Ana Hickmann: expor violência em público é se proteger de si mesma também
"Você acha que ele disse que me estrangularia no primeiro encontro?", diz a personagem de "Maid", série da Netflix. O frame circulou na internet após a notícia de que Ana Hickmann teria apanhado do marido, Alexandre Correa, em casa.
A polícia foi acionada, ambos foram encaminhados à delegacia. Como Ana é famosa, tudo ficou público. Alexandre já não era carismático e a imprensa nunca foi muito fã do moço, o que favorece a rejeição — ele inclusive já reclamou que foi hostilizado em uma padaria. A informação sobre a agressão cria uma invisível rede de proteção à vítima: como ela vai ter coragem de voltar com o agressor se todo mundo sabe que ele já foi violento?

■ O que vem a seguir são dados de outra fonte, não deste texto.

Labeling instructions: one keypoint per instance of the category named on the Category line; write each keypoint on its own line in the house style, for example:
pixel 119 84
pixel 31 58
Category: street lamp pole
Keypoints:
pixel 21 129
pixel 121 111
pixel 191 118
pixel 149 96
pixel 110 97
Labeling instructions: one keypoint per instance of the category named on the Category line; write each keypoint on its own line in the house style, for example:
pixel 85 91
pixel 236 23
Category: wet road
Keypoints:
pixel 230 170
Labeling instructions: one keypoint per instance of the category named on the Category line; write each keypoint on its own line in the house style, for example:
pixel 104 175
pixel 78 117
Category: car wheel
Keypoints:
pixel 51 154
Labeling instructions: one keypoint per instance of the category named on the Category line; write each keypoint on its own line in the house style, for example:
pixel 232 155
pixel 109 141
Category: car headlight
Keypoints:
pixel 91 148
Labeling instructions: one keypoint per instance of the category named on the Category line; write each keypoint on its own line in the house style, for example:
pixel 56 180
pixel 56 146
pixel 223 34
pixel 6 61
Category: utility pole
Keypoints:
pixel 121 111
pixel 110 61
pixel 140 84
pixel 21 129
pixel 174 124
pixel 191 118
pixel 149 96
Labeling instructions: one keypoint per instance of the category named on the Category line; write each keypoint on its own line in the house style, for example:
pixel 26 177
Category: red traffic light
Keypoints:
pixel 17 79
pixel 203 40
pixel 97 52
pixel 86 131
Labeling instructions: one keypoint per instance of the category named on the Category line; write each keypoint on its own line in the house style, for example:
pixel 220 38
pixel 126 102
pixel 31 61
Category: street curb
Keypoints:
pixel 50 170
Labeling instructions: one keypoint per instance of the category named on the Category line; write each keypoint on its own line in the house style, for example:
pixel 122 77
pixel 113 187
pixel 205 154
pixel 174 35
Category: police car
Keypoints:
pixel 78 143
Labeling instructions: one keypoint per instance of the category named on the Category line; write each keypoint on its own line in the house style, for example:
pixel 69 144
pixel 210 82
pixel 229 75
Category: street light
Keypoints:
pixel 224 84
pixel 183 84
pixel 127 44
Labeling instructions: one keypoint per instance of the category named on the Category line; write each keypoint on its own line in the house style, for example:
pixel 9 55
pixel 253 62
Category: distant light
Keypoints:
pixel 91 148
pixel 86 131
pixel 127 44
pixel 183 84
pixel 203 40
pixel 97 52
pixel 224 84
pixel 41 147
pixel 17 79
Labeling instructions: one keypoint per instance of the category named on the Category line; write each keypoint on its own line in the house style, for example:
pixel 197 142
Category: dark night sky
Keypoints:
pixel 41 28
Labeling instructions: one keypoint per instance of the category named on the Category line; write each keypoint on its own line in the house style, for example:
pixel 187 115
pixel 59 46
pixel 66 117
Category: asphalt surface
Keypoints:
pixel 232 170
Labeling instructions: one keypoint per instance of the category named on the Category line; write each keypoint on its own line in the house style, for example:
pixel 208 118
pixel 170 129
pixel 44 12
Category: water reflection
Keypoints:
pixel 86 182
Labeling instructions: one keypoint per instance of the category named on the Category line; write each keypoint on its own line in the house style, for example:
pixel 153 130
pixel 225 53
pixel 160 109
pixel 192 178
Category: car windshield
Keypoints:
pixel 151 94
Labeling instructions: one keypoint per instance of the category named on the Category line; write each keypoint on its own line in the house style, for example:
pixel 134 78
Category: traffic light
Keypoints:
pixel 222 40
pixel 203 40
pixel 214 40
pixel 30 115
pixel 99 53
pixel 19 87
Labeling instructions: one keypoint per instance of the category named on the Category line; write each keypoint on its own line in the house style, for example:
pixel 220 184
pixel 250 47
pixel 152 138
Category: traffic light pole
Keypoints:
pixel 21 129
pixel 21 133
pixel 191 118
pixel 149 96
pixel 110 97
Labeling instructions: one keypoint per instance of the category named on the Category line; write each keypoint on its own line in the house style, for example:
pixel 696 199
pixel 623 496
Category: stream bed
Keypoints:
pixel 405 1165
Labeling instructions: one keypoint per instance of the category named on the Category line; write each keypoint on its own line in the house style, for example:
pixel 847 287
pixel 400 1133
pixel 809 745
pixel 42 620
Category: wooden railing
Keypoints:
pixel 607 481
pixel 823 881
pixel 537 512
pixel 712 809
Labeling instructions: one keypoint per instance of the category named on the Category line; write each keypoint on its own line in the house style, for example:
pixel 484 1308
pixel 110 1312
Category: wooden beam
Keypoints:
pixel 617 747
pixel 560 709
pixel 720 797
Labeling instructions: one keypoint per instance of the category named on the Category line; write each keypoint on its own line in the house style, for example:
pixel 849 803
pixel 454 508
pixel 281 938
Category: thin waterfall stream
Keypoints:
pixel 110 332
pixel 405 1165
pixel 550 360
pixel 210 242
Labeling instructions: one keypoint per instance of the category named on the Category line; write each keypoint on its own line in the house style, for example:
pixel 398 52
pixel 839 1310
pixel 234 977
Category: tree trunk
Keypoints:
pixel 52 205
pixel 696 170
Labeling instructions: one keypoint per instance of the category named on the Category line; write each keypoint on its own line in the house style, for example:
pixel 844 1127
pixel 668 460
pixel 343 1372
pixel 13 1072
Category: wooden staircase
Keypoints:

Os fãs recuperaram posts antigos em que Ana falava publicamente sobre seus hematomas anteriores creditando a acidentes domésticos. "Toda vítima dá sinais", diziam as postagens dos fãs. Ninguém sabe se ela realmente sofreu acidentes ou se de fato foi violentada outras vezes pelo marido.
A questão é que a criação de desculpas para violências verbais ("eu provoquei") ou físicas ("caí da escada") adia o problema. Enquanto só você sabe da toxicidade do seu parceiro, não tem risco de outras pessoas cobrarem uma atitude, um rompimento. E, por mais louco que pareça para quem está de fora, é mais fácil criar essa teia e se manter na relação do que sair dela.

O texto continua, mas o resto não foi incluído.